Sunday, March 09, 2008

Honesty

In giving the Ten Commandments, the Lord declared: "Thou shalt not steal. Thou shalt not bear false witness." The Church's thirteenth article of faith states, "We believe in being honest." To be honest means to be sincere, truthful, and without deceit at all times.

When we are honest in every way, we are able to enjoy peace of mind and maintain self-respect. We build strength of character, which allows us to be of service to God and others. We are trustworthy in the eyes of God and those around us.

On the other hand, if we are dishonest in our words or actions, we hurt ourselves and often hurt others as well. If we lie, steal, cheat, or neglect to give the full amount of work for our pay, we lose our self-respect. We lose the guidance of the Holy Ghost. We may find that we have damaged relationships with family members and friends and that people no longer trust us.

Being honest often requires courage and sacrifice, especially when others try to persuade us to justify dishonest behavior. If we find ourselves in such a situation, we can remember that the lasting peace that comes from being honest is more valuable than the momentary relief of following the crowd.

True to the Faith (2004), 84

Tuesday, January 22, 2008

“Master, which is the great commandment of the law?”

The Lord’s answer was: “Thou shalt love the Lord thy God with all thy heart, and with all thy soul, and with all thy mind.

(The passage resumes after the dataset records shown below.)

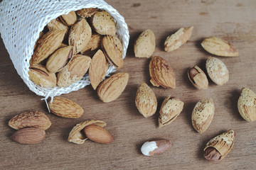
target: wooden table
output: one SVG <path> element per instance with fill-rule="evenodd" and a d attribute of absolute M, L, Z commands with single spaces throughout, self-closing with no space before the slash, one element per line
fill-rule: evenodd
<path fill-rule="evenodd" d="M 129 74 L 128 85 L 117 100 L 103 103 L 89 86 L 63 95 L 85 110 L 80 118 L 59 118 L 48 113 L 41 96 L 29 91 L 18 75 L 0 41 L 0 169 L 255 169 L 256 123 L 247 123 L 240 115 L 237 101 L 242 87 L 256 91 L 256 2 L 254 0 L 142 0 L 107 1 L 125 18 L 130 44 L 124 65 L 118 72 Z M 166 38 L 181 27 L 194 26 L 190 40 L 171 52 L 163 50 Z M 150 59 L 134 57 L 133 45 L 145 29 L 156 38 L 154 55 L 168 61 L 176 76 L 176 89 L 154 87 L 149 82 Z M 238 57 L 218 57 L 227 65 L 230 80 L 222 86 L 209 81 L 207 90 L 191 84 L 188 68 L 198 64 L 205 70 L 210 55 L 201 46 L 204 38 L 217 36 L 235 46 Z M 138 86 L 150 85 L 158 99 L 156 113 L 144 118 L 138 112 L 134 98 Z M 171 125 L 158 128 L 159 110 L 164 98 L 171 95 L 185 103 L 183 111 Z M 201 98 L 212 98 L 215 106 L 213 120 L 203 133 L 191 125 L 191 112 Z M 21 144 L 9 138 L 15 132 L 8 121 L 16 114 L 39 110 L 52 122 L 47 137 L 40 144 Z M 98 119 L 107 125 L 114 142 L 100 144 L 87 141 L 75 144 L 67 141 L 72 128 L 84 120 Z M 234 129 L 235 145 L 222 161 L 208 162 L 203 157 L 206 142 L 215 135 Z M 152 157 L 142 155 L 142 144 L 148 140 L 166 138 L 173 146 Z"/>

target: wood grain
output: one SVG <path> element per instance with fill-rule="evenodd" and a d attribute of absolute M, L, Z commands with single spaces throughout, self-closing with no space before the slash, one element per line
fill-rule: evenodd
<path fill-rule="evenodd" d="M 256 2 L 254 0 L 107 0 L 125 18 L 129 28 L 130 44 L 124 67 L 117 72 L 129 74 L 128 85 L 121 96 L 103 103 L 89 86 L 62 95 L 79 103 L 85 110 L 78 119 L 59 118 L 48 113 L 44 101 L 19 77 L 0 41 L 0 169 L 255 169 L 256 166 L 256 123 L 247 123 L 239 115 L 237 101 L 246 86 L 256 91 Z M 191 38 L 179 49 L 164 51 L 166 38 L 181 27 L 193 26 Z M 167 60 L 176 76 L 176 89 L 153 87 L 149 82 L 150 59 L 134 57 L 136 38 L 146 29 L 156 38 L 154 55 Z M 230 72 L 228 82 L 219 86 L 210 81 L 207 90 L 198 91 L 189 82 L 188 68 L 198 64 L 205 71 L 210 55 L 201 47 L 204 38 L 217 36 L 231 42 L 238 57 L 218 57 Z M 21 55 L 21 54 L 17 54 Z M 156 94 L 156 114 L 144 118 L 137 110 L 134 98 L 142 82 Z M 169 95 L 184 102 L 184 108 L 171 124 L 158 128 L 159 110 Z M 200 135 L 193 130 L 191 113 L 203 98 L 213 98 L 215 105 L 209 128 Z M 14 115 L 38 110 L 47 114 L 52 126 L 40 144 L 25 145 L 9 137 L 15 132 L 8 126 Z M 100 144 L 86 141 L 75 144 L 67 141 L 72 128 L 84 120 L 107 123 L 106 129 L 115 141 Z M 233 149 L 221 162 L 208 162 L 203 157 L 206 142 L 220 132 L 236 132 Z M 148 140 L 165 138 L 173 145 L 162 154 L 147 157 L 140 147 Z"/>

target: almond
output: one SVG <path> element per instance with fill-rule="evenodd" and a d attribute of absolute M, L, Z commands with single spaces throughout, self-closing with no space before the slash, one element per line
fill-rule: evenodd
<path fill-rule="evenodd" d="M 146 84 L 142 83 L 138 88 L 135 104 L 139 113 L 145 118 L 151 116 L 156 113 L 157 108 L 156 97 Z"/>
<path fill-rule="evenodd" d="M 117 73 L 102 82 L 97 89 L 100 100 L 109 103 L 117 99 L 124 91 L 129 79 L 128 73 Z"/>
<path fill-rule="evenodd" d="M 15 132 L 11 138 L 21 144 L 37 144 L 46 137 L 46 132 L 41 128 L 26 128 Z"/>
<path fill-rule="evenodd" d="M 175 75 L 174 70 L 167 62 L 161 57 L 154 56 L 149 64 L 150 82 L 154 86 L 175 89 Z"/>
<path fill-rule="evenodd" d="M 156 140 L 144 143 L 141 151 L 144 155 L 151 157 L 163 153 L 171 146 L 171 143 L 168 140 Z"/>
<path fill-rule="evenodd" d="M 219 38 L 207 38 L 201 43 L 202 47 L 212 55 L 222 57 L 236 57 L 239 52 L 230 43 Z"/>
<path fill-rule="evenodd" d="M 47 115 L 38 111 L 22 113 L 12 118 L 9 122 L 9 125 L 16 130 L 33 127 L 46 130 L 50 125 L 51 123 Z"/>
<path fill-rule="evenodd" d="M 84 128 L 85 136 L 90 140 L 97 143 L 107 144 L 114 142 L 114 138 L 111 134 L 103 128 L 90 125 Z"/>
<path fill-rule="evenodd" d="M 49 108 L 53 114 L 68 118 L 78 118 L 84 110 L 74 101 L 62 97 L 55 97 L 53 102 L 48 102 Z"/>

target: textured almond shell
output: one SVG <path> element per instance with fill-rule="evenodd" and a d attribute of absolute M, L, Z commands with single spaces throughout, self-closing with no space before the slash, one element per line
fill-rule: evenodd
<path fill-rule="evenodd" d="M 38 70 L 40 71 L 38 72 Z M 29 68 L 28 75 L 30 79 L 40 86 L 45 88 L 56 86 L 57 79 L 55 74 L 49 72 L 43 66 L 31 66 Z"/>
<path fill-rule="evenodd" d="M 236 57 L 238 51 L 228 42 L 216 37 L 207 38 L 201 43 L 202 47 L 210 54 L 223 57 Z"/>
<path fill-rule="evenodd" d="M 242 88 L 238 102 L 238 111 L 248 122 L 256 120 L 256 94 L 248 88 Z"/>
<path fill-rule="evenodd" d="M 86 120 L 85 122 L 80 123 L 76 125 L 71 130 L 69 134 L 68 141 L 70 142 L 74 142 L 76 144 L 83 144 L 85 141 L 87 139 L 86 138 L 82 130 L 85 128 L 85 126 L 90 125 L 97 125 L 102 128 L 104 128 L 107 125 L 106 123 L 100 120 Z"/>
<path fill-rule="evenodd" d="M 164 50 L 174 51 L 185 44 L 191 37 L 193 27 L 181 28 L 174 34 L 167 37 L 164 42 Z"/>
<path fill-rule="evenodd" d="M 9 120 L 8 124 L 16 130 L 33 127 L 46 130 L 50 128 L 51 123 L 45 113 L 31 111 L 16 115 Z"/>
<path fill-rule="evenodd" d="M 204 148 L 204 151 L 210 147 L 215 148 L 220 154 L 223 159 L 231 150 L 234 145 L 235 132 L 234 130 L 230 130 L 210 140 Z"/>
<path fill-rule="evenodd" d="M 204 132 L 210 126 L 214 115 L 215 106 L 212 98 L 199 101 L 192 112 L 192 125 L 200 133 Z"/>
<path fill-rule="evenodd" d="M 92 36 L 92 29 L 85 19 L 72 26 L 68 37 L 68 44 L 74 47 L 74 54 L 80 52 L 88 44 Z"/>
<path fill-rule="evenodd" d="M 100 100 L 109 103 L 117 99 L 124 91 L 129 79 L 128 73 L 117 73 L 102 82 L 97 89 Z"/>
<path fill-rule="evenodd" d="M 208 57 L 206 67 L 208 74 L 214 83 L 222 86 L 228 82 L 229 72 L 227 67 L 220 60 L 213 57 Z"/>
<path fill-rule="evenodd" d="M 165 98 L 159 111 L 159 128 L 173 122 L 182 111 L 183 106 L 184 103 L 178 98 L 171 98 L 171 96 Z"/>
<path fill-rule="evenodd" d="M 154 86 L 175 89 L 176 79 L 174 70 L 161 57 L 154 56 L 149 63 L 150 82 Z"/>
<path fill-rule="evenodd" d="M 107 11 L 98 11 L 91 18 L 95 30 L 100 35 L 114 35 L 116 33 L 115 23 L 113 17 Z"/>
<path fill-rule="evenodd" d="M 135 104 L 139 113 L 145 118 L 153 115 L 157 108 L 156 95 L 150 87 L 142 83 L 137 91 Z"/>
<path fill-rule="evenodd" d="M 209 84 L 207 76 L 206 76 L 206 74 L 198 66 L 195 66 L 192 68 L 196 69 L 198 72 L 198 74 L 197 74 L 194 77 L 191 78 L 189 74 L 190 69 L 188 69 L 188 76 L 189 81 L 192 83 L 193 86 L 196 89 L 206 89 L 208 88 L 208 84 Z"/>
<path fill-rule="evenodd" d="M 123 47 L 117 36 L 105 35 L 102 40 L 102 48 L 107 60 L 112 65 L 117 68 L 123 66 Z"/>
<path fill-rule="evenodd" d="M 76 55 L 57 76 L 57 85 L 65 87 L 80 80 L 89 69 L 91 58 L 88 56 Z"/>
<path fill-rule="evenodd" d="M 89 79 L 93 89 L 95 90 L 106 76 L 108 66 L 105 56 L 99 50 L 93 56 L 89 68 Z"/>
<path fill-rule="evenodd" d="M 134 44 L 137 57 L 150 57 L 156 48 L 156 37 L 152 30 L 148 29 L 142 32 Z"/>
<path fill-rule="evenodd" d="M 74 101 L 62 97 L 55 97 L 53 102 L 48 102 L 49 108 L 53 114 L 68 118 L 78 118 L 84 110 Z"/>
<path fill-rule="evenodd" d="M 38 42 L 31 57 L 31 64 L 35 65 L 46 59 L 60 46 L 65 35 L 65 30 L 53 30 L 45 34 Z"/>

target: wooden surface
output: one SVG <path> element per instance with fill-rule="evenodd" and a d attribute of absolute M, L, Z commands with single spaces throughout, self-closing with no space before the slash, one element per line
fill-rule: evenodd
<path fill-rule="evenodd" d="M 256 91 L 256 2 L 254 0 L 144 0 L 107 1 L 125 18 L 130 31 L 130 45 L 124 67 L 117 72 L 129 74 L 128 85 L 121 96 L 103 103 L 89 86 L 63 95 L 79 103 L 85 113 L 78 119 L 59 118 L 47 112 L 42 97 L 36 96 L 19 77 L 2 40 L 0 41 L 0 169 L 255 169 L 256 123 L 247 123 L 240 115 L 237 101 L 242 86 Z M 165 38 L 181 27 L 193 26 L 190 40 L 172 52 L 163 50 Z M 168 61 L 176 76 L 176 89 L 153 87 L 149 82 L 150 59 L 135 58 L 135 38 L 150 28 L 156 38 L 154 55 Z M 187 69 L 198 64 L 205 70 L 210 56 L 201 47 L 204 38 L 215 35 L 236 47 L 238 57 L 218 57 L 230 72 L 228 82 L 219 86 L 209 81 L 207 90 L 198 91 L 189 82 Z M 21 55 L 22 54 L 17 54 Z M 142 82 L 150 85 L 159 105 L 156 113 L 144 118 L 138 112 L 134 98 Z M 185 103 L 181 115 L 171 125 L 158 128 L 159 110 L 164 98 L 171 95 Z M 191 125 L 191 112 L 201 98 L 213 98 L 213 120 L 203 133 Z M 8 126 L 14 115 L 28 110 L 40 110 L 50 118 L 52 125 L 40 144 L 25 145 L 9 137 L 15 132 Z M 87 141 L 83 144 L 68 142 L 69 132 L 84 120 L 107 123 L 114 142 L 100 144 Z M 218 162 L 203 157 L 206 142 L 233 128 L 235 145 Z M 166 138 L 173 146 L 162 154 L 147 157 L 140 147 L 148 140 Z"/>

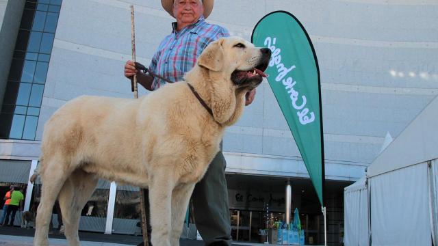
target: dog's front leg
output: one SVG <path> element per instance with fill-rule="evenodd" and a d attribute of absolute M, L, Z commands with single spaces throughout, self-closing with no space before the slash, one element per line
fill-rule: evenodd
<path fill-rule="evenodd" d="M 176 187 L 172 192 L 172 246 L 179 245 L 185 212 L 194 188 L 194 184 L 183 184 Z"/>
<path fill-rule="evenodd" d="M 166 172 L 155 173 L 149 184 L 151 226 L 153 246 L 170 246 L 171 200 L 175 184 Z"/>

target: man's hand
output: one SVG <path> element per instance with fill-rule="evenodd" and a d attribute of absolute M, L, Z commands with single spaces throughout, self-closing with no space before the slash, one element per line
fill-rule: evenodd
<path fill-rule="evenodd" d="M 30 181 L 31 183 L 34 183 L 34 182 L 35 182 L 35 180 L 36 179 L 36 174 L 32 174 L 31 176 L 30 176 L 30 178 L 29 179 L 29 181 Z"/>
<path fill-rule="evenodd" d="M 132 61 L 127 61 L 125 64 L 125 77 L 131 79 L 138 71 L 136 69 L 136 64 Z"/>
<path fill-rule="evenodd" d="M 125 70 L 123 72 L 125 77 L 132 79 L 133 76 L 137 74 L 137 82 L 142 85 L 147 90 L 153 90 L 152 88 L 152 81 L 153 77 L 149 74 L 145 74 L 136 69 L 136 64 L 132 61 L 127 61 L 125 64 Z"/>
<path fill-rule="evenodd" d="M 253 102 L 254 98 L 255 97 L 255 88 L 246 92 L 245 94 L 245 106 L 248 106 Z"/>

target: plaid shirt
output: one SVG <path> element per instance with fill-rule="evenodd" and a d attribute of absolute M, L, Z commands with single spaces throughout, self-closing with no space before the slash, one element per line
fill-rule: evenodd
<path fill-rule="evenodd" d="M 209 24 L 203 16 L 194 24 L 177 31 L 177 23 L 172 23 L 173 31 L 164 38 L 149 65 L 155 74 L 171 81 L 182 81 L 185 72 L 196 63 L 198 56 L 210 42 L 229 36 L 228 31 L 218 25 Z M 164 85 L 162 79 L 154 78 L 152 88 Z"/>

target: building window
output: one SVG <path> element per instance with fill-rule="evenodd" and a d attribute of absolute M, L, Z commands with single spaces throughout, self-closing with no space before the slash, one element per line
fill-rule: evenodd
<path fill-rule="evenodd" d="M 27 0 L 0 115 L 0 138 L 35 140 L 62 0 Z"/>

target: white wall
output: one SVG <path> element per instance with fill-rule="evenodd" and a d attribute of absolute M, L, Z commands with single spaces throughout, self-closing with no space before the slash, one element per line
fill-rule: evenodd
<path fill-rule="evenodd" d="M 148 64 L 170 33 L 172 18 L 159 1 L 131 2 L 136 4 L 138 59 Z M 131 57 L 129 6 L 119 0 L 63 1 L 38 138 L 43 124 L 68 100 L 81 94 L 132 97 L 123 76 L 123 64 Z M 438 5 L 433 0 L 224 0 L 215 2 L 208 20 L 249 38 L 255 23 L 278 10 L 302 22 L 315 48 L 326 173 L 333 179 L 357 179 L 376 157 L 386 133 L 398 136 L 438 93 Z M 240 156 L 227 158 L 230 168 L 248 173 L 275 172 L 300 162 L 290 172 L 297 174 L 302 167 L 266 83 L 227 131 L 224 150 Z M 248 156 L 259 164 L 248 162 Z M 272 162 L 276 164 L 266 164 Z M 258 165 L 264 165 L 261 170 Z"/>

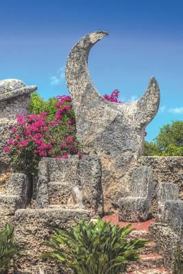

“This is the first and great commandment.

“And the second is like unto it, Thou shalt love thy neighbour as thyself.

“On these two commandments hang all the law and the prophets” (Matt. 22:36–40).

Thus our obedience to the commandment not to bear false witness should be rooted in both our love of God and our love of our fellowmen. But the violation of the ninth commandment is among the most common of sins. Elder Adam S. Bennion of the Quorum of the Twelve Apostles wrote:

“Murder, adultery, and stealing, dealing respectively with life, virtue, and property, are generally considered more serious offenses before the law than the bearing of false witness. And yet, what the latter may lack in severity, it more than makes up for in prevalence” (“The Ninth Commandment,” in The Ten Commandments Today, Salt Lake City: Deseret Book Co., 1955, p. 134).

Whereas murder involves the taking of human life, bearing false witness involves the destruction of character and reputation. To do so maliciously is the sin of calumny, or character assassination, described in Shakespeare’s Othello:

Who steals my purse steals trash; ’tis something, nothing;
’Twas mine, ’tis his, and has been slave to thousands;
But he that filches from me my good name
Robs me of that which not enriches him
And makes me poor indeed.
(Act 3, sc. 3, lines 157–61)

Saturday, April 28, 2007

Robert Bolar as seen by my daughters eyes:

Robert J. Matthews, in the Oct 1994 Ensign spoke in an awesome way about "Thou Shalt Not Bear False Witness" so when my daughter wrote this it made me carefully ponder the example I was setting for her.

“Thou shalt not bear false witness” plainly is more than a prohibition against inventing falsehoods. The language of the commandment requires that an honest and straightforward answer be given whenever we are asked to share our knowledge of the truth, as in a court of law when being questioned under oath. Lying under oath is called perjury. The ninth commandment’s broad injunction forbids this and all other forms of giving false evidence or manipulating information. Our words are to agree with the facts.

Thus, the ninth commandment is a strong declaration against covenant breaking, oath breaking, and all forms of untruth, including exaggeration, gross understatement, fabrication, or the willful giving of any explanation not supported by the facts. Even sharing the truth can have the effect of lying when we tell only half-truths that do not give a full picture. We can also be guilty of bearing false witness and lying if we say nothing, particularly if we allow another to reach a wrong conclusion while we hold back information that would have led to a more accurate perception.